買っただけで手がつけられない… 「積み」
「積み」(つみ)「積む」(つむ) とは、マンガ や ラノベ といった書籍類や ゲーム、アニメ、音楽CD といったソフト類を、ただ購入するだけで家に放置してしまうことです。 つまり読んだりプレイしたり視聴することなく、部屋に積んでおくだけ、放置プレイ だとの意味になります。
こうした言葉がとくによく使われるのは、実際に手をかけるのに大きな時間や手間がかかるプラモデルやガレージキットといった未完成フィギュアなどで、「買っただけで作らないもの」 をとくに 「積みプラ」 などと呼びます。 同じように書籍類なら 「積み本」 もしくは 「積ん読」(つんどく)、ゲームは 「積みゲー」 などになります。
こうした 「積み コンテンツ」 は 「まだ中身を見ていない」 ことから処分することもできず、結果的に部屋にどんどん溜まって生活エリアを圧迫しますし、「購入しただけ」 なのであまり印象に残らなくて (しかし購入しなければとの意識だけは残っている)、後日間違えて全く同じものをうっかり再購入してしまったりもします。
時間がない、モチベーションや情熱が薄れた…でも買わずにいられない
こうした 「積み」 が起こるのは、時間がたくさんあった学生が就職した後に学生気分のまま購入して手を付けられなくなったとか、職場の 環境 がかわった、結婚 するなどして生活環境が変わって余裕がなくなってしまったなどがあります (4大転換期)。 本人は放置する気などなかったのに、気がついたらずっと手付かずのまま時間が経ってしまった…といったケースですね。
もっともどんなに忙しくても本当に好きなもの、必要があると感じたものにはギリギリ手を出したりもするので、ある作品タイトルシリーズや 趣味 の一部への情熱やモチベーションが大きく下がった、しかし自分でそれを認めたくない時なども (まだそのシリーズや趣味に未練がある)、「とりあえず購入して自分のそれまでの想いやコンテンツへの義理は果たす」 ような独特の感覚もあります。
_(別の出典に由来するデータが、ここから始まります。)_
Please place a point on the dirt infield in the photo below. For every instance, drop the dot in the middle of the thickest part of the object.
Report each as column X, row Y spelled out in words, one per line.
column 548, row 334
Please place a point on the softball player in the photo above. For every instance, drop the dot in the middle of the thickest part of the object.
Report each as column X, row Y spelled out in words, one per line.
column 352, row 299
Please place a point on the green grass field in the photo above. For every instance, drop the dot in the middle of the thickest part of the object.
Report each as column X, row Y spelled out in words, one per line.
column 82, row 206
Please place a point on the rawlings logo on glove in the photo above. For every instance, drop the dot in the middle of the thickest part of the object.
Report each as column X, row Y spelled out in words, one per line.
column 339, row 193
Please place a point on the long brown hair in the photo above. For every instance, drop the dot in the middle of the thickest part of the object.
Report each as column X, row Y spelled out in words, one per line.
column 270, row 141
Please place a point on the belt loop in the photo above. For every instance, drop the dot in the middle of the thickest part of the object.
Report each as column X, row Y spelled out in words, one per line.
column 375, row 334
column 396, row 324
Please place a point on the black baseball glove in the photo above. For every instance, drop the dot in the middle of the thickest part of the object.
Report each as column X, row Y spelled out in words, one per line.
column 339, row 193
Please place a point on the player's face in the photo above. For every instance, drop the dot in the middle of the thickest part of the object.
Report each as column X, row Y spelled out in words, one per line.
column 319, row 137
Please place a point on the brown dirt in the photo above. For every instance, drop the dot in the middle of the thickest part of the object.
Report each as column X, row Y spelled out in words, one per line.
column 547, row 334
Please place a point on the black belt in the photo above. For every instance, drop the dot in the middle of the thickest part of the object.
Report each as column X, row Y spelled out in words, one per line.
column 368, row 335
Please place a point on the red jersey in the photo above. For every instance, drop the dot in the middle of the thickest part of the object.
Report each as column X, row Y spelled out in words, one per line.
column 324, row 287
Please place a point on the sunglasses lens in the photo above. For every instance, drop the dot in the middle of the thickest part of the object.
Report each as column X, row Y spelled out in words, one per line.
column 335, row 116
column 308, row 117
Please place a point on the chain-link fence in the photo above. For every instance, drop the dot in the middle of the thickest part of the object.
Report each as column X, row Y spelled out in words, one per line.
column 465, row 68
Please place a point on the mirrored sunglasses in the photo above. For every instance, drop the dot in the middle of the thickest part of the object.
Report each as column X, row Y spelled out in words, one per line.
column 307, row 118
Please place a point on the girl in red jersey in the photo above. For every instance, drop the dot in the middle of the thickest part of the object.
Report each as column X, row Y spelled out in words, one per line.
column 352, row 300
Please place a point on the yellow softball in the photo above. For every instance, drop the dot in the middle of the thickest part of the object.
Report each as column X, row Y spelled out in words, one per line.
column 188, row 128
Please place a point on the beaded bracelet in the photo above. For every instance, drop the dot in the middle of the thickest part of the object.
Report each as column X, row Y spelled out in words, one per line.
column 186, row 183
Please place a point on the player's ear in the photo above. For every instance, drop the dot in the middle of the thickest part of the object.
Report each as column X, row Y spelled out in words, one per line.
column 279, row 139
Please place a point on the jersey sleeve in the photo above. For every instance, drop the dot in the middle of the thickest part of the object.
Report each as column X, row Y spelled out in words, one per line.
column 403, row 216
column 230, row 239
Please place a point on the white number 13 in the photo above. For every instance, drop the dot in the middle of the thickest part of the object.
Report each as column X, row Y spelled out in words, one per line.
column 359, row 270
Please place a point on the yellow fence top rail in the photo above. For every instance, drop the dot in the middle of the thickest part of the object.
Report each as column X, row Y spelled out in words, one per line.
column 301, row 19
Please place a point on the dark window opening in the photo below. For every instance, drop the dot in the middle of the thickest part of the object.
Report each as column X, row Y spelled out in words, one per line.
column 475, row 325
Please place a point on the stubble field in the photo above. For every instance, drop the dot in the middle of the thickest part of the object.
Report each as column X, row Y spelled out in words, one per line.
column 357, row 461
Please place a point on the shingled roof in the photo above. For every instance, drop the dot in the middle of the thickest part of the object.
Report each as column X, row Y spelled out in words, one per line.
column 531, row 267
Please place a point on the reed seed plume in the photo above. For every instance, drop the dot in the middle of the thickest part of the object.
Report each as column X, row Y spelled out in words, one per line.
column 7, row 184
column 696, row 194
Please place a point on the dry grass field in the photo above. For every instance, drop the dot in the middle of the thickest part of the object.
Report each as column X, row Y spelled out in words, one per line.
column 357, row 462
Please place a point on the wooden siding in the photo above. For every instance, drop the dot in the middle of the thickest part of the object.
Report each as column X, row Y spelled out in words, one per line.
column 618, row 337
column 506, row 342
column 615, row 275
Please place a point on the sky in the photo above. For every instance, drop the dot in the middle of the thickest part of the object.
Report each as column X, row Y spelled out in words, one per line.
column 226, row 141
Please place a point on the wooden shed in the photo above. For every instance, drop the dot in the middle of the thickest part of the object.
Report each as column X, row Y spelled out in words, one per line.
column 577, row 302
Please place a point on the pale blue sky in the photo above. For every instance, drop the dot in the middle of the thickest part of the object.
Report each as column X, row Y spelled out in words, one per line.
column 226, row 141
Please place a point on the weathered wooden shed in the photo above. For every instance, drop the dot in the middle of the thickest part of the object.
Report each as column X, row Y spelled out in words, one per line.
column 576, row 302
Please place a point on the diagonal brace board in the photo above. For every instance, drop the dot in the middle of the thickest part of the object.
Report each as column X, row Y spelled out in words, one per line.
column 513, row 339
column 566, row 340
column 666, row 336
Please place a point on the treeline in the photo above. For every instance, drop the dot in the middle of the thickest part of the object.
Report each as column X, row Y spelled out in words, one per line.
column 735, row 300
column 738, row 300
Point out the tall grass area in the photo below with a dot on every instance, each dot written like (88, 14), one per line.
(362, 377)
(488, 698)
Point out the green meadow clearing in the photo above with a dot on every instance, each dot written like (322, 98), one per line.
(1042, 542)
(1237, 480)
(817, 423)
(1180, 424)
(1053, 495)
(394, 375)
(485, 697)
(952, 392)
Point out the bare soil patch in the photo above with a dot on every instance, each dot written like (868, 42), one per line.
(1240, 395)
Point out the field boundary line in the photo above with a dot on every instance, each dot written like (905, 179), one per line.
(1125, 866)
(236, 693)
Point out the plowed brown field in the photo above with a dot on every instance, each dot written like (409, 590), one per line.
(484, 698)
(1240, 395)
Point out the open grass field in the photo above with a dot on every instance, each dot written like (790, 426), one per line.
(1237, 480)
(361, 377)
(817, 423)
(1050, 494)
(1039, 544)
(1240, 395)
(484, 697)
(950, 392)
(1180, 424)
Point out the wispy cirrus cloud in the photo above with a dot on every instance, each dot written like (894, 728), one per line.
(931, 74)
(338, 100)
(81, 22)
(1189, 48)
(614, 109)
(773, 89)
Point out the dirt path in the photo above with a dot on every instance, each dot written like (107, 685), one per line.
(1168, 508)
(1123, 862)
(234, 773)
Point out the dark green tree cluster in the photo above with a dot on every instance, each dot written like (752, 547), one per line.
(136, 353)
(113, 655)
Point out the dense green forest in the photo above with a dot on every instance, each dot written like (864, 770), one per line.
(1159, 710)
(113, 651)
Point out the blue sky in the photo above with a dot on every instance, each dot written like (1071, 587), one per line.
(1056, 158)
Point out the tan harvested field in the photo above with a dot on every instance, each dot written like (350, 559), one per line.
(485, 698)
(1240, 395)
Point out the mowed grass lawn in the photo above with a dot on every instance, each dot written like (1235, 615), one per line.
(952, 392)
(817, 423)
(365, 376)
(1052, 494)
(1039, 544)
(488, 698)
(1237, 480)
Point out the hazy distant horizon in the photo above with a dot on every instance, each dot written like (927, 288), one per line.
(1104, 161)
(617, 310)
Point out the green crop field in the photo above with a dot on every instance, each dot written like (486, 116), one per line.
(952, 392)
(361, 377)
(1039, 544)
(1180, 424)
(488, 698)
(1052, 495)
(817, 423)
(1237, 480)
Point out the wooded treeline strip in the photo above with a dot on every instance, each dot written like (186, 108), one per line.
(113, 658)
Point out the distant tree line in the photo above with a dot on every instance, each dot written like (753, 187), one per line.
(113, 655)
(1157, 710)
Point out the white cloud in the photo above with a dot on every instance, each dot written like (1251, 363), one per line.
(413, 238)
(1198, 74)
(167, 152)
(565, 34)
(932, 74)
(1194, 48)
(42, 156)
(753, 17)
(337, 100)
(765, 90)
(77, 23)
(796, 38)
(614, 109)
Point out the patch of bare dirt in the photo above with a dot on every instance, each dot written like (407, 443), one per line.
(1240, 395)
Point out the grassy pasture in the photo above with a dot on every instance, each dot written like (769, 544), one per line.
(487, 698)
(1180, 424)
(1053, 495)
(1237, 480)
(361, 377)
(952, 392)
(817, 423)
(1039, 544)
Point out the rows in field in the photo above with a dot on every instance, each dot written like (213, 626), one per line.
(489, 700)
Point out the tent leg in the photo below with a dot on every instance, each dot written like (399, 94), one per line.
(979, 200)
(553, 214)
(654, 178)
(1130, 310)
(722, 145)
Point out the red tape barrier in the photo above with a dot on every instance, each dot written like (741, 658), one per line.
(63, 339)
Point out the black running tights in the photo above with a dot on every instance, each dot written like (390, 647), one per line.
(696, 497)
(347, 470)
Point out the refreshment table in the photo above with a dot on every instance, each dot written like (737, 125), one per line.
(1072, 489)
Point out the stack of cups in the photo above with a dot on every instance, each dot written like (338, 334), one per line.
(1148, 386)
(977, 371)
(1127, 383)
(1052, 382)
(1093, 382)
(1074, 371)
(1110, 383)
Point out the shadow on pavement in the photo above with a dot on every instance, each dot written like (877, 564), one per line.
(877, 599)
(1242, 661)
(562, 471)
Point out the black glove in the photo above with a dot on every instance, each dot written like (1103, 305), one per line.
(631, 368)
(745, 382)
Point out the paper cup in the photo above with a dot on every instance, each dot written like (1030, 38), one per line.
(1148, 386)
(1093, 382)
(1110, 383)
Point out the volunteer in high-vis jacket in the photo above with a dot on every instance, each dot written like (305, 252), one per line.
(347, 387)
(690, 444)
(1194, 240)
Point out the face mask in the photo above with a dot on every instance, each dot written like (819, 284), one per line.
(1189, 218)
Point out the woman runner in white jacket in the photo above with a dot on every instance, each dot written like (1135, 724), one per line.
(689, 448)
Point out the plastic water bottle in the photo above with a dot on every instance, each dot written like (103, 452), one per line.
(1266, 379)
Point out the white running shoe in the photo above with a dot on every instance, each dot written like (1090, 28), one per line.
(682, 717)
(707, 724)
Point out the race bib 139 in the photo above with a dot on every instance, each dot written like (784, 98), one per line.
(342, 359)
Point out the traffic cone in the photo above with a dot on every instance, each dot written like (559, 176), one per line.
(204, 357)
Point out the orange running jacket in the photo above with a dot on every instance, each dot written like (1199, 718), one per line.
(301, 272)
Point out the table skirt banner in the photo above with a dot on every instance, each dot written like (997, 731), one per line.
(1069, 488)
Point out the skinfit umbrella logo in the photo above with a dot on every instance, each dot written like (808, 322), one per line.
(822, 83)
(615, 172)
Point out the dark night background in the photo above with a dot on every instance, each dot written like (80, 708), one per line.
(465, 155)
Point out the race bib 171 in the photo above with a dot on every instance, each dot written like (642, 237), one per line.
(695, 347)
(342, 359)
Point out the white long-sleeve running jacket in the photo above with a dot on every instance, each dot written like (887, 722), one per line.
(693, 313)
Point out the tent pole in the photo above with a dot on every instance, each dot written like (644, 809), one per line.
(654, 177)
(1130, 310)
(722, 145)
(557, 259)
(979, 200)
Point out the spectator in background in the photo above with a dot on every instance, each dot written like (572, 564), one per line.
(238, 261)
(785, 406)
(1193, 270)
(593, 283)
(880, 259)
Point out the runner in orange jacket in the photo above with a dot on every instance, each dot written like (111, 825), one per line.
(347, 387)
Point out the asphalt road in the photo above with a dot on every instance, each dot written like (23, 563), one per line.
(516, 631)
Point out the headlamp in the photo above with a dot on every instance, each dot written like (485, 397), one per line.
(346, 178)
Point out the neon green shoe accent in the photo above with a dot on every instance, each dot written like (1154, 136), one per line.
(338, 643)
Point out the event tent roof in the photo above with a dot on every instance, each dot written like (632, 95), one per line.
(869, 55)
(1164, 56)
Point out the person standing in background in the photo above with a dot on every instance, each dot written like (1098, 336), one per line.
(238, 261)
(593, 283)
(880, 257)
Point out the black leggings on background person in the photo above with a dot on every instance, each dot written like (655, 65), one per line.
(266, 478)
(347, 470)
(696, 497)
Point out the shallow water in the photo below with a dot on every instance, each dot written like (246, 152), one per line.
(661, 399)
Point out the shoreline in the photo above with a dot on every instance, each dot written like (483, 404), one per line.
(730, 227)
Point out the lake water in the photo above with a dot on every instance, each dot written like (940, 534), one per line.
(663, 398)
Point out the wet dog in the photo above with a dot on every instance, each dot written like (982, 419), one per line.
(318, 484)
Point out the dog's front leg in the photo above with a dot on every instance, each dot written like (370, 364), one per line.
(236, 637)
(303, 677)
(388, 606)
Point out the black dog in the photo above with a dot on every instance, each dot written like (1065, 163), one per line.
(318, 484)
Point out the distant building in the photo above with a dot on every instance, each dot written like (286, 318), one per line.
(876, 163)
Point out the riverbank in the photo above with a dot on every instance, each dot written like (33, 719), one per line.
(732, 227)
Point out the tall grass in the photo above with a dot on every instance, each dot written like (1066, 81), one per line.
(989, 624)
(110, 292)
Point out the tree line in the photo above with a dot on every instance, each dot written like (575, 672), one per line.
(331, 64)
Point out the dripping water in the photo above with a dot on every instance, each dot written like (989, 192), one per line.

これなどは、勉強がしたくない受験生などが、買ってきた参考書を部屋に並べるだけで勉強した気になる、安心するといった心理と同じ種類のものでしょう。
評判の悪い最新刊、怖くて見ることができない…でも買わずにいられない
一方、時間のあるなしに関わらず、「見ることができない」 との心理状態から 「積み」 の事態に陥るケースもあります。
例えば自分の好きな作品シリーズの最新版、続編の評判がすこぶる悪く、好きなシリーズだから買わずにはいられないが、怖くて中身を見ることが出来ない…といった、おたく や 腐女子 といった趣味人特有の心理状態から陥る場合もあります。 評判が良くても、自分の大好きな キャラ が死ぬなどの事前情報を得ると、それで手が出なくなることもあります。
これはその作品を 元ネタ・モチーフ とする 二次創作 を行なっている 同人作家 などに、とくによく見られます。 ファン であるからには正規の ナンバリングタイトル を無視することはできないが、しかし中身を見て自分のその作品シリーズへの情熱が薄れたり、嫌いになったりするのが怖い…そのジャンルの 同人 は楽しいし、友達も多いからずっと続けたいのに…といった感覚です。 まあこれは、時間が経つと 「最低のできのそれも含めて好きになる、許せる」 ようにもなったりするのですが。
また長期にわたって続いた作品の完結編だけを積む場合もあります。 それを見たらその作品の物語が、自分の中でも 「終わってしまう」 からで、最終回だけを意図的に見ないようにしているファンも実は結構いたりします。 これはゲームにおける クリアしたくない病 と同じ種類のものでしょう。
趣味を捨てること → 大人の階段のぼること …なのか…
いずれ手がつけられない ジャンル の趣味は整理するなり淘汰するなりが必要なのですが、「ある趣味から手を引く」 というのは、それが子供の頃からの趣味だったり熱中した趣味だったりした場合、心理的にもかなりハードルが高く、踏ん切りがつくまでは代償行為としての 「買うだけ」「積んどくだけ」 というのは、やむを得ないものなのかも知れません。
なお同じ 「つみ」 でも、「詰んだ・詰み」 の場合は、意味は大きく異なり、人生終わった、ゲームオーバー などといった意味になります。